Comment associer les outils informatique à cette démarche sachant que les acteurs de ce réseau ont des capacités d’usage très variables et souvent limitées ? Progresser dans ce domaine serait très utile et profitable.

D’autres acteurs se joignent à cette activité. Bureaux de contrôle, Bureaux d’Etudes Techniques (Béton armé, études de sol, thermicien, bilan énergétique etc.) Comment les associer suffisamment en amont alors que durant la conception, la concrétisation n’est pas assurée ? D’autant que l’administration exige de son côté des projets de plus en plus aboutis. Pendant que leur concrétisation, donc leur rémunération dépend justement de la réponse administrative. C’est le professionnel qui est amené à prendre un risque pouvant le conduire à l’impasse.

On peut ajouter les fournisseurs de matériaux. Marchands, revendeurs ou fabricants. On est là confronté à des démarches commerciales parfois agressives mais aussi à la nécessité d’être informé et de développer un réseau de confiance.

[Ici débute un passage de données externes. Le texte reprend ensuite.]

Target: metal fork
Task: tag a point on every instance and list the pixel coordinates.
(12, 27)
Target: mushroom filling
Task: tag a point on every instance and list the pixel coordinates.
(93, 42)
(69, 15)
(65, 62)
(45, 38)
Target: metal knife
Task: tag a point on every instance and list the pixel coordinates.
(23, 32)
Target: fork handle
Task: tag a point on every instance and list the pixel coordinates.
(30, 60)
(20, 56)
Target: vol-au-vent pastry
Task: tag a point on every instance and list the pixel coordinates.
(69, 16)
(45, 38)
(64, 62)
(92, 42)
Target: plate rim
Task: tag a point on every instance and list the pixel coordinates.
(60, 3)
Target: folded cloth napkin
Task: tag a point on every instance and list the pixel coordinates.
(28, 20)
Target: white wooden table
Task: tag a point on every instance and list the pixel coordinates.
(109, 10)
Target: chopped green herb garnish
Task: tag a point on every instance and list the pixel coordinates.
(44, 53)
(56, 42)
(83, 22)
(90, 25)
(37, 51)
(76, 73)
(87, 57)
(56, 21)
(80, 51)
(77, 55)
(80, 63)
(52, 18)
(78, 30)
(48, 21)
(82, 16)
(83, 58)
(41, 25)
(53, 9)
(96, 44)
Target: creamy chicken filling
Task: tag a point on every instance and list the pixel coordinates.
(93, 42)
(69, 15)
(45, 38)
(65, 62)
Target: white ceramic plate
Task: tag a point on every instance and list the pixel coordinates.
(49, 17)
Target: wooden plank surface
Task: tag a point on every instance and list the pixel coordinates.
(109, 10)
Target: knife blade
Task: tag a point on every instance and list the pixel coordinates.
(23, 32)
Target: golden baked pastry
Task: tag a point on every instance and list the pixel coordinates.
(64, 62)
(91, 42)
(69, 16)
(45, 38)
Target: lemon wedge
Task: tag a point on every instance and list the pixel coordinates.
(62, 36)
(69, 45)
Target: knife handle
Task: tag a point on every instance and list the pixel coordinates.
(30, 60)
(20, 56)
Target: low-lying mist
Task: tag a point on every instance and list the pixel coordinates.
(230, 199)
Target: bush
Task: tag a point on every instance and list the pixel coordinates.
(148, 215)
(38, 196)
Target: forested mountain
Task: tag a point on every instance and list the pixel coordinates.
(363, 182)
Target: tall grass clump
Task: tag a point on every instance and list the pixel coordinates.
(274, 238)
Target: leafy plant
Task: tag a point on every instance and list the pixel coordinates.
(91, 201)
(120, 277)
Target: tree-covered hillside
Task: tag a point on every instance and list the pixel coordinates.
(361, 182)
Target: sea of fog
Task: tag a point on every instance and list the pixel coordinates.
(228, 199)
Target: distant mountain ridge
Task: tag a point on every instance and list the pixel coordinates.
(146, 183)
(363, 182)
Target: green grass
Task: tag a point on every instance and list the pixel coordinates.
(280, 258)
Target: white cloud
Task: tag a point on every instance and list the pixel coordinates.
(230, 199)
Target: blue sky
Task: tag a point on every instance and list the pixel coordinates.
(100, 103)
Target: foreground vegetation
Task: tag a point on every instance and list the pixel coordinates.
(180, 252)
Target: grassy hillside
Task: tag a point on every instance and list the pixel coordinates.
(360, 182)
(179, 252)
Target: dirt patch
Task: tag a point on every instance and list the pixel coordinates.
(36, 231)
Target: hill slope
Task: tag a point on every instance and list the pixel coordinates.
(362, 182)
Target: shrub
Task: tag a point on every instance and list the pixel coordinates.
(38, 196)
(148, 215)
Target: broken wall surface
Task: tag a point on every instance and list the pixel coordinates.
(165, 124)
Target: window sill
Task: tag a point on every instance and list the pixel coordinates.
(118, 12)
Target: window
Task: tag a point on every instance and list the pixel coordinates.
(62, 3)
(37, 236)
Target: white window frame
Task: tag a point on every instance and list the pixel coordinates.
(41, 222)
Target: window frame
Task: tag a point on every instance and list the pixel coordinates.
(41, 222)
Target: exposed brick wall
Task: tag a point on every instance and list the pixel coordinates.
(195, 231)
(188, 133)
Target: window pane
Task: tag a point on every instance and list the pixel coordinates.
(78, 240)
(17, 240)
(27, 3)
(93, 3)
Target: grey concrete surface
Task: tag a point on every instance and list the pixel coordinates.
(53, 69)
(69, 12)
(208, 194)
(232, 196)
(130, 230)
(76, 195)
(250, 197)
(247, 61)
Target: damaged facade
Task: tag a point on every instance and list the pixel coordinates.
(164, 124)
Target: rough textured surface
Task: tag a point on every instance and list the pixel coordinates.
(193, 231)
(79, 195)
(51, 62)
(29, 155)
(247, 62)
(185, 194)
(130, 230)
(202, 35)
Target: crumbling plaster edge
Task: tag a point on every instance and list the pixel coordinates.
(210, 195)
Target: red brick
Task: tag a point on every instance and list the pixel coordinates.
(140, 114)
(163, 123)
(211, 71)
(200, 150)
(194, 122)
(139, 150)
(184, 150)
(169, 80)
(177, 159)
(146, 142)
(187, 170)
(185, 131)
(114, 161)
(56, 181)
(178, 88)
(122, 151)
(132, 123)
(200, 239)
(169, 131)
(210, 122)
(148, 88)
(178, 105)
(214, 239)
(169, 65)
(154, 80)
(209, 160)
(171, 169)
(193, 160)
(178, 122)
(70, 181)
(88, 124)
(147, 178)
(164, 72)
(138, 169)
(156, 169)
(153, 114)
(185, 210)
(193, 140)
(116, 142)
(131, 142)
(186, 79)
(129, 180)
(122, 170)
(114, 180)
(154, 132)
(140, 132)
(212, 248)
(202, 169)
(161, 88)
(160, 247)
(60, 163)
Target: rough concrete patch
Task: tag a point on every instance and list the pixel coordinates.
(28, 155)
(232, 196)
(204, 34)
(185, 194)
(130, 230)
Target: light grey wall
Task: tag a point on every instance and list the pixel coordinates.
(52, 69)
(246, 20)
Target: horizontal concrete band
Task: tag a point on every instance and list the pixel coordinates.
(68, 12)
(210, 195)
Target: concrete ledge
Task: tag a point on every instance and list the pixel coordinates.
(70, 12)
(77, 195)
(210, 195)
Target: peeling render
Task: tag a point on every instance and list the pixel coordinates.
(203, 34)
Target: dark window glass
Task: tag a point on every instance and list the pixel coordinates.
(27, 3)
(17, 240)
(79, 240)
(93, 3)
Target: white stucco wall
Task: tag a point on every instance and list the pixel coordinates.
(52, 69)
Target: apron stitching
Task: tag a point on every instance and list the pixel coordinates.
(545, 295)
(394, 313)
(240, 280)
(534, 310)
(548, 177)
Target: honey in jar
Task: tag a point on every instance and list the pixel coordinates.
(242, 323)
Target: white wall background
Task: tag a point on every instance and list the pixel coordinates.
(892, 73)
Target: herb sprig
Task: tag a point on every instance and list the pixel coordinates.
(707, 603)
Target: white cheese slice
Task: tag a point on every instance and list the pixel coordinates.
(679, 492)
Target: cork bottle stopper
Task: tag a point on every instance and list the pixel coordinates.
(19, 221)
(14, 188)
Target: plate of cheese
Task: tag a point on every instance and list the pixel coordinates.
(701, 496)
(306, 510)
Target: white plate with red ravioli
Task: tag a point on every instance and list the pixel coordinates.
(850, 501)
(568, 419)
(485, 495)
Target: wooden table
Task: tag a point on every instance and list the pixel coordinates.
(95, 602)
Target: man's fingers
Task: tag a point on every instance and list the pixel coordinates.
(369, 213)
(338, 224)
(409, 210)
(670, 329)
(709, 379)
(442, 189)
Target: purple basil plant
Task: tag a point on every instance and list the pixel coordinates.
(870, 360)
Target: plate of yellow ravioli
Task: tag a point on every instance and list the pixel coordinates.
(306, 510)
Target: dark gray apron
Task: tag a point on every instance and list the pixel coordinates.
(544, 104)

On est dans le même temps bombardé d’informations par des revues et autres notes techniques qu’il est très difficile de suivre. Cette maîtrise participe de la créativité, permet de répondre efficacement aux besoins des clients, esthétiquement et financièrement. Rares sont ceux qui y parviennent de manière satisfaisante faute de temps.

Le dernier partenaire concerne les acteurs publics (Urbanisme, Hygiène, Normes handicapés, pompiers etc.). Je passe sur les aspects juridiques et règlementaires qui pourtant concernent une somme considérable d’informations.

Tous ces aspects étaient traités dans des cabinets comprenant un personnel important (en moyenne 4 à 8 collaborateurs. Aujourd’hui la grande majorité des architectes travaille seul en comptant sur son ordinateur et internet. Cela les conduit à payer de leur temps. Et certains finissent par travailler 7 jours sur 7, plus de 15 h par jour. En raison des tarifs qu’ils consentent, leur rémunération est inférieure à celle d’une femme de ménage. Il est impératif de sortir de ce processus mortifère. Et il est évident que l’existence d’internet n’apportera pas de réponse satisfaisante si on ne parvient pas à l’adapter à ces besoins.